New Research: Supply Chain Attack on Axios Pulls Malicious Dependency from npm.Details → →

Book a Demo Sign in

@localinference/utils

Package Overview

Advanced tools

Install Socket

Detect and block malicious and high-risk dependencies

Install

@localinference/utils

Local Inference internal utils package to avoid boilerplate across codebases.

latest

Source

npm

Version: 1.0.1

Version published: 3 weeks ago

Maintainers: 1

Created: 3 weeks ago

Source

utils

Local Inference internal utils package to avoid boilerplate across codebases.

Compatibility

Runtimes: Node >= 22; Bun and Deno via npm compatibility; Browsers and browser web workers with WebAssembly; service-worker-style edge runtimes for package loading, GPU-detection fallback, and wasm-path selection smoke coverage.
Module formats: ESM and CommonJS.
Required globals / APIs: Uint8Array; browser runtimes need ONNX Runtime Web compatible backends such as WebNN, WebGPU, WebGL, or WebAssembly.
TypeScript: bundled types.

Goals

Remove repeated setup code for SentencePiece and ONNX Runtime Web.
Prefer the strongest available browser inference backend while still working in Node-based tooling.
Keep the public surface intentionally small and side-effect free.
Normalize failures into explicit LocalInferenceUtilsError codes.

Installation

npm install @localinference/utils
# or
pnpm add @localinference/utils
# or
yarn add @localinference/utils
# or
bun add @localinference/utils
# or
deno add jsr:@localinference/utils
# or
vlt install jsr:@localinference/utils

Usage

Check whether browser GPU acceleration is likely available

import { GPUAccelerationSupported } from '@localinference/utils'

if (GPUAccelerationSupported()) {
  console.log('Browser GPU acceleration APIs look available')
}

Load a tokenizer

import { createTokenizer } from '@localinference/utils'

const tokenizer = await createTokenizer(modelBytes)

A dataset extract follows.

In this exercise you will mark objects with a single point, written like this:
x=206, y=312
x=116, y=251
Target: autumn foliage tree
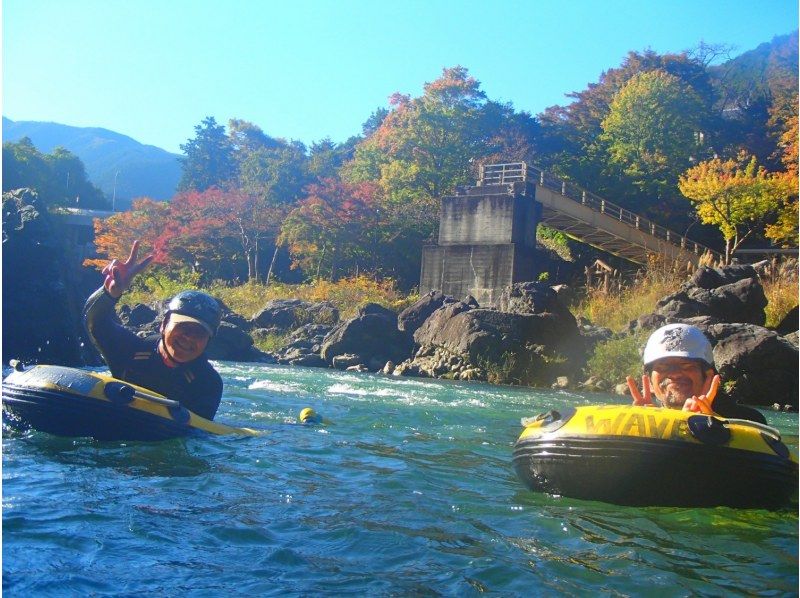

const ids = tokenizer.encodeIds('hello world')
const text = tokenizer.decodeIds(ids)

Create an inference session

import { Tensor } from 'onnxruntime-web'
import { createInferenceSession } from '@localinference/utils'

const session = await createInferenceSession(modelBytes)

const outputs = await session.run({
  input: new Tensor('float32', Float32Array.from([1]), [1]),
})

Runtime behavior

Node / Bun / Deno

createInferenceSession() uses the onnxruntime-web runtime with the wasm execution provider. In Deno, it also forces single-threaded wasm to avoid runtime worker failures. createTokenizer() loads the serialized SentencePiece model directly from bytes.

Browsers / Web Workers

GPUAccelerationSupported() is a heuristic boolean probe for browser and browser-worker contexts. It checks for WebNN, WebGPU, and WebGL. createInferenceSession() only loads onnxruntime-web/all and prefers webnn, webgpu, webgl, then wasm when that probe returns true. Otherwise it stays on the wasm path. Browser builds must make the ONNX Runtime Web wasm assets reachable to the app.

Cloudflare Workers / Edge runtimes

This package is smoke-tested in a service-worker-style edge runtime through edge-runtime. That coverage verifies that the package loads, GPUAccelerationSupported() returns false, and createInferenceSession() selects the wasm-only path instead of browser GPU providers.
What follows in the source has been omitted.